The overwhelming culmination of these symptoms alone can be enough to trigger a depressive episode for a man, but again, as seen in estrogen, there may be a coinciding biochemical pathway shared between testosterone and depression, not simply a triggered event by these physical and quality-of-life changes.
Treatment options as related to the hormonal fluctuations in men and women mid-life would suggest that hormone replacement therapy (HRT) would be beneficial.
In 2002, the Women’s Health Initiative (WHI) study suggested that hormone replacement therapy had no protective effect against cardiovascular events among postmenopausal women using HRT. As a result, physicians became more reluctant to prescribing estrogen, even for younger, middle-aged symptomatic women. The prescription rate of HRTs decreased in the year following the published results of the WHI study, and the prescription rate of antidepressants significantly increased during the same time. This suggests that women developed psychological symptoms as they stopped using estrogen, or that antidepressants were being used to treat menopause-related symptoms.
Likewise, a study by Jung and Shin, as published in the World Journal of Men’s Health in 2016, says use of testosterone replacement therapy (TRT) effectively improved total serum testosterone levels as well as cognitive performance and depression scores in men with testosterone deficiency, suggesting that TRT may indeed improve some aspects of depression and cognitive ability in such patients. Therefore, TRT may be considered for men with depression or cognitive impairment in addition to low testosterone levels.
Men and women may also present with differing symptoms.
Women may report more crying spells and men likely experience more anger outbursts. Women might have more emotional outbursts or what would be described as “meltdowns,” and men might be more withdrawn from family and friends. Though both men and women can experience decreased sexual desire or low libido as a result of depression, men are more likely to voluntarily verbalize this to a health care provider more than women.
However, for the most part, both genders experience overlapping symptoms, including: loss of interest, appetite fluctuations, anxiety, lack of motivation and difficulty concentrating. Hormonal fluctuations in men and women is only one piece of the mid-life depression versus mid-life crisis puzzle.
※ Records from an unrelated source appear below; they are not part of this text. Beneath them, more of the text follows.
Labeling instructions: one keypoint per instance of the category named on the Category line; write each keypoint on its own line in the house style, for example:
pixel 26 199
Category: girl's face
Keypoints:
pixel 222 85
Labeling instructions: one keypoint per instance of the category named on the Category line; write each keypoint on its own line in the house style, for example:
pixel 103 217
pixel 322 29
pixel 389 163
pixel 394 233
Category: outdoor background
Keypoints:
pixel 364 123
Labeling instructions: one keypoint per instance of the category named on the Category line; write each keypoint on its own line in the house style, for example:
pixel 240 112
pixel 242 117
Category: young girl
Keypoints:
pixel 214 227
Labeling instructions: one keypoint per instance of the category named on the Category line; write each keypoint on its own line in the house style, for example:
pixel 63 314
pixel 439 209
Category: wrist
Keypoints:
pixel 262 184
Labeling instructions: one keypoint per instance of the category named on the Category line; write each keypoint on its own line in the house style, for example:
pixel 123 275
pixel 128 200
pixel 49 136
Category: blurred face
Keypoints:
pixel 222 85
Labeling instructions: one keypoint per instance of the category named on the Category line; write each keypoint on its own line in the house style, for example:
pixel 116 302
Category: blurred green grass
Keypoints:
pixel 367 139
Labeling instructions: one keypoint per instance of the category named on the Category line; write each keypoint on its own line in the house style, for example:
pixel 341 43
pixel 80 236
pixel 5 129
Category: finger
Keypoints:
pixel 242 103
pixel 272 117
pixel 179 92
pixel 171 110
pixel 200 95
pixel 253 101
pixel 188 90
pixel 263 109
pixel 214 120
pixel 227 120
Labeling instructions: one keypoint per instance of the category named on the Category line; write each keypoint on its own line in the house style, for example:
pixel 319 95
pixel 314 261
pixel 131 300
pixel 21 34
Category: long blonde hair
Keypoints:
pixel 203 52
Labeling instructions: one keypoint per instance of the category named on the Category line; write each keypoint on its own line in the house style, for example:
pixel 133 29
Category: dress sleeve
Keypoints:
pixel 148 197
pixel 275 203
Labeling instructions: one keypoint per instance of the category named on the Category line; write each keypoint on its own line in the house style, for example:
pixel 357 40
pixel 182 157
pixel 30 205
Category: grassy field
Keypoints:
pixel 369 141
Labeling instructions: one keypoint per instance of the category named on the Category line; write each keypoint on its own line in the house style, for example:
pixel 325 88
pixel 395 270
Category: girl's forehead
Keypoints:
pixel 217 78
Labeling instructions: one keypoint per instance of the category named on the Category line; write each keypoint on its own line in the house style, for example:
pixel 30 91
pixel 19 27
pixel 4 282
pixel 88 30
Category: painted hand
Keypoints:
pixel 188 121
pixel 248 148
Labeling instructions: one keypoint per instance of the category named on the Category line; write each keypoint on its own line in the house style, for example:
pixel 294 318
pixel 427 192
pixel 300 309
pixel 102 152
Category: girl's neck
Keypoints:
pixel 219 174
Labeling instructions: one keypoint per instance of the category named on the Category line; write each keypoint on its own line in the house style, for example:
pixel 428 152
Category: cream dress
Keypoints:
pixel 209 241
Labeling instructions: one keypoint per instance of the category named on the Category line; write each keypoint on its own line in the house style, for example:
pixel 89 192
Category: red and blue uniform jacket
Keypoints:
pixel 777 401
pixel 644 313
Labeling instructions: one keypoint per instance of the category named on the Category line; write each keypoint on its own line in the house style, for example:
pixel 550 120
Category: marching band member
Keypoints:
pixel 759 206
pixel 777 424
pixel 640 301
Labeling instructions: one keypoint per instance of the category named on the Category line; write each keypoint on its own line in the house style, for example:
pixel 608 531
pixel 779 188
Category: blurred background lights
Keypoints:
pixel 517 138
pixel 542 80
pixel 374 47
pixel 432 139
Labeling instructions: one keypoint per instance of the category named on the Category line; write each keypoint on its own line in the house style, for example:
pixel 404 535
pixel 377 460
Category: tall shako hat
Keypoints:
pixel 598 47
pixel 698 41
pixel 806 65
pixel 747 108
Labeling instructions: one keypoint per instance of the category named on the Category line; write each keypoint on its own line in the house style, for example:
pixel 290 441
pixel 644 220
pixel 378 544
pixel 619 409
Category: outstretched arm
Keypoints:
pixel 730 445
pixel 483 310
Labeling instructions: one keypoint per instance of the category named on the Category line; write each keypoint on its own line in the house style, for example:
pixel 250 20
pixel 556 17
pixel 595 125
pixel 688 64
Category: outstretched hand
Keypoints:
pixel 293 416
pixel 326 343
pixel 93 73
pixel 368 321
Middle-aged men and women typically experience various life changes during the phase. The younger, middle-aged population are experiencing a household with teenagers. The older, latter half of the Generation X parents, or the new “empty-nesters” may have a very difficult time with letting go of their adult children, as they begin to find their own independence. The feeling of loneliness coupled with a lack of “control” of their children’s choices may be unsettling.
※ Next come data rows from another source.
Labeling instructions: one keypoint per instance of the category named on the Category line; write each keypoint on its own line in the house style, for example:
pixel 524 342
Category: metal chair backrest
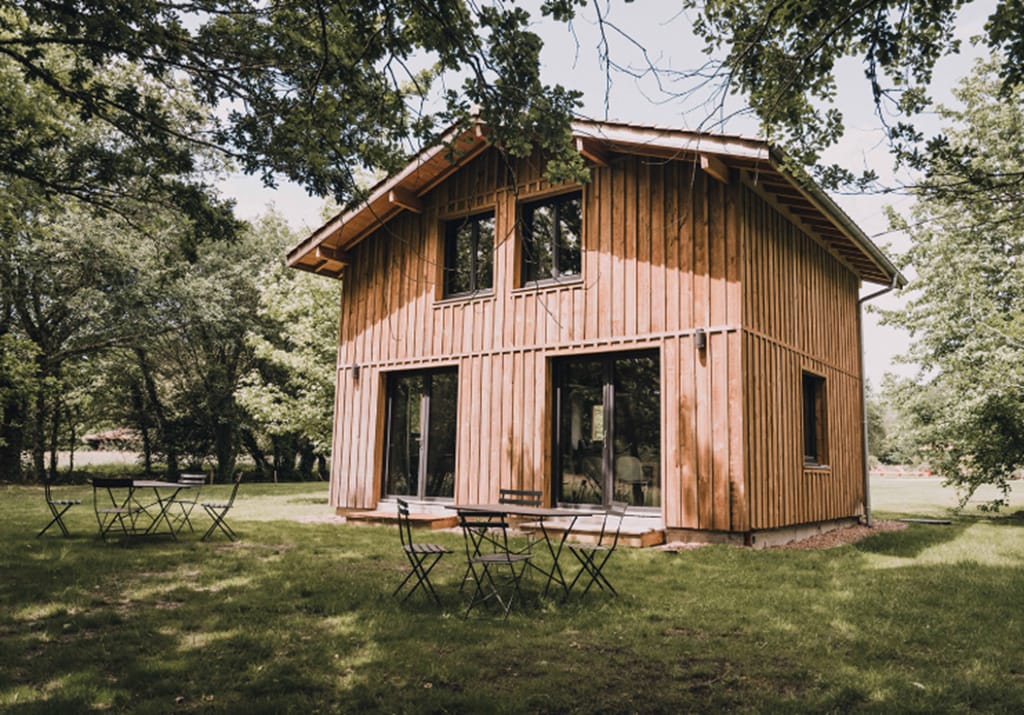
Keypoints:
pixel 109 485
pixel 481 528
pixel 614 514
pixel 235 491
pixel 520 497
pixel 404 523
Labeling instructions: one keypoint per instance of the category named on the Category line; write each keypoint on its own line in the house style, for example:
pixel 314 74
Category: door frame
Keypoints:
pixel 607 359
pixel 425 401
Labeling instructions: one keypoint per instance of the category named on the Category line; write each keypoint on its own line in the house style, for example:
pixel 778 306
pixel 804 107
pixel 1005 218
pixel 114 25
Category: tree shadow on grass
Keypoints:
pixel 912 541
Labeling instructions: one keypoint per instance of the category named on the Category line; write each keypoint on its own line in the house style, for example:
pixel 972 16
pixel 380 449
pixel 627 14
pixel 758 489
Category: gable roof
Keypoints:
pixel 325 251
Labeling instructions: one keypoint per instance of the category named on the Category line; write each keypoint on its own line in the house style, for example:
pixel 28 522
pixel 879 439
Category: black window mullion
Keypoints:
pixel 421 480
pixel 555 228
pixel 608 457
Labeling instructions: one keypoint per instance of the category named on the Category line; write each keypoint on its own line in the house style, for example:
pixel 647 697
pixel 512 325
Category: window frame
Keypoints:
pixel 814 425
pixel 450 234
pixel 526 238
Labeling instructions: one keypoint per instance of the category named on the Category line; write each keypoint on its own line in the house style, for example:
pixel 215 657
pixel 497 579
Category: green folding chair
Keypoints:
pixel 218 512
pixel 58 507
pixel 422 557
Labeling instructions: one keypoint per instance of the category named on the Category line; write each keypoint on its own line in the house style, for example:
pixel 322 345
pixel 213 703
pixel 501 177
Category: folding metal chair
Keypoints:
pixel 186 500
pixel 494 566
pixel 58 507
pixel 522 497
pixel 593 557
pixel 112 500
pixel 218 512
pixel 422 557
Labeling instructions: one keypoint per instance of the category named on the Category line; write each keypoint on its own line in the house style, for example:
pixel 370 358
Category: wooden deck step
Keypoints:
pixel 635 536
pixel 433 521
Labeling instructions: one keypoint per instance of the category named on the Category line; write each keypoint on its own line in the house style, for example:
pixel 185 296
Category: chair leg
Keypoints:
pixel 423 575
pixel 494 587
pixel 593 568
pixel 218 522
pixel 57 519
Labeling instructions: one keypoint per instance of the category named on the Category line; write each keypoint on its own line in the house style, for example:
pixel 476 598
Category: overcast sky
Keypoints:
pixel 649 32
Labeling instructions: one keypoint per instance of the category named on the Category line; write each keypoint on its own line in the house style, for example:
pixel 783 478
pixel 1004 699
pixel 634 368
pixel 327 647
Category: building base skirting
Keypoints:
pixel 758 539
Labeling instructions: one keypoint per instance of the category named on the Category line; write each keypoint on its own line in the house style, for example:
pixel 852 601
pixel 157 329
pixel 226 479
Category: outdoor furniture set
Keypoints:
pixel 496 568
pixel 131 508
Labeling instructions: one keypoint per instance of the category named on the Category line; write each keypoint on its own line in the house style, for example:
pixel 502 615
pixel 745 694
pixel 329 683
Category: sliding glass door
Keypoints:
pixel 421 430
pixel 608 429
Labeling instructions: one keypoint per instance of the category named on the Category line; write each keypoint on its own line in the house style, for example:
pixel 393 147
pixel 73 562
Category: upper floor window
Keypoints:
pixel 552 238
pixel 469 254
pixel 815 422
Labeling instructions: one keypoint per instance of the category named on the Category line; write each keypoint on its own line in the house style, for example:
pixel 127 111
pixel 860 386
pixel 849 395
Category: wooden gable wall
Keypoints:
pixel 800 313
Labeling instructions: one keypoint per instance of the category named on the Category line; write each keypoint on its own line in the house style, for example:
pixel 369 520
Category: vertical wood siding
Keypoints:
pixel 800 313
pixel 665 248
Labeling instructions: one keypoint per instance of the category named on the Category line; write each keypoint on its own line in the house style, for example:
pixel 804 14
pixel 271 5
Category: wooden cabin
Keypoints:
pixel 680 333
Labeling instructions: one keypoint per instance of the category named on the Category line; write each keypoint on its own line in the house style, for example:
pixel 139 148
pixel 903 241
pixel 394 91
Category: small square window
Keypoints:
pixel 469 254
pixel 552 238
pixel 815 420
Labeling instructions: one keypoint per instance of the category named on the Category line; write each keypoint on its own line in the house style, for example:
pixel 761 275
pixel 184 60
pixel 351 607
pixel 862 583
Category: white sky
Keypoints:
pixel 571 57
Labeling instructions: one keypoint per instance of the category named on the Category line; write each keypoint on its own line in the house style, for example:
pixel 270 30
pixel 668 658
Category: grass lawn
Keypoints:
pixel 297 617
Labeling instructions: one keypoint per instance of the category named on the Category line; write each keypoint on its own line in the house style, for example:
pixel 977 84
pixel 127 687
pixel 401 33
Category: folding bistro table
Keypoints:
pixel 541 513
pixel 164 493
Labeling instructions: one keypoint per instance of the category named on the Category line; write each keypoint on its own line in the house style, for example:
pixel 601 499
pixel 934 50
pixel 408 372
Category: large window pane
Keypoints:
pixel 638 443
pixel 440 435
pixel 581 428
pixel 469 249
pixel 552 238
pixel 404 396
pixel 608 432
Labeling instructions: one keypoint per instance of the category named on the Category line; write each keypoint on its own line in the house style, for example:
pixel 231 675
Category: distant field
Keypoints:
pixel 88 458
pixel 925 496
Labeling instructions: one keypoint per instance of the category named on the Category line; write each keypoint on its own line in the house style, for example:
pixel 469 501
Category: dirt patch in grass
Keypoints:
pixel 837 537
pixel 840 537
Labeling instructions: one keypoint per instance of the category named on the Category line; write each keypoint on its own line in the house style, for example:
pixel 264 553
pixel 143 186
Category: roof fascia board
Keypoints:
pixel 826 206
pixel 383 188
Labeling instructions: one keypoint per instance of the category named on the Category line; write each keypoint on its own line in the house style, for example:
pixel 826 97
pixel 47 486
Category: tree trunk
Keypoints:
pixel 142 422
pixel 12 437
pixel 251 446
pixel 39 437
pixel 306 461
pixel 223 445
pixel 158 411
pixel 54 443
pixel 73 417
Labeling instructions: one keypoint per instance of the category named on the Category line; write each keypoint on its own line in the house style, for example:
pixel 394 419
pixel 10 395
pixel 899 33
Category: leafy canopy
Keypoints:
pixel 784 54
pixel 311 90
pixel 966 308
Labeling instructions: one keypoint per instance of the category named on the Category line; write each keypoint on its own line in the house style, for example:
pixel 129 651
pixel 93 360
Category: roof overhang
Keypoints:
pixel 327 250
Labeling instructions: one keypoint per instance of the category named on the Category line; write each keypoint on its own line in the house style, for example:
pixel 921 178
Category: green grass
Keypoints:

However, societal and economic changes in the current era have also affected this age group.
The divorce rate has increased significantly, and it is well known that marital struggles greatly impact mood. Job loss, parental death, financial struggles all can have a negative impact on a person’s identity, playing into one’s self-esteem and sense of worth, potentially triggering a depressive episode. Communicating any struggles and coping with these changes is a necessary step towards getting help and is part of the treatment.
The bottom line is that various changes, both biological and environmental, can elicit symptoms of depression in both men and women. Quality-of-life is of the utmost importance to protect. Treatment is available, whether in the form of talk therapy, hormone replacement, antidepressants, non-medication treatments, or any combination of the above.
No matter what way, middle-aged men and women both have many options for getting relief from the symptoms. With new advancements in depression treatment and the continued fight against the stigma of mental health conditions, there is new hope for this population to treat their depression, which in turn, will improve the chances of their children, the future generation, seeking help.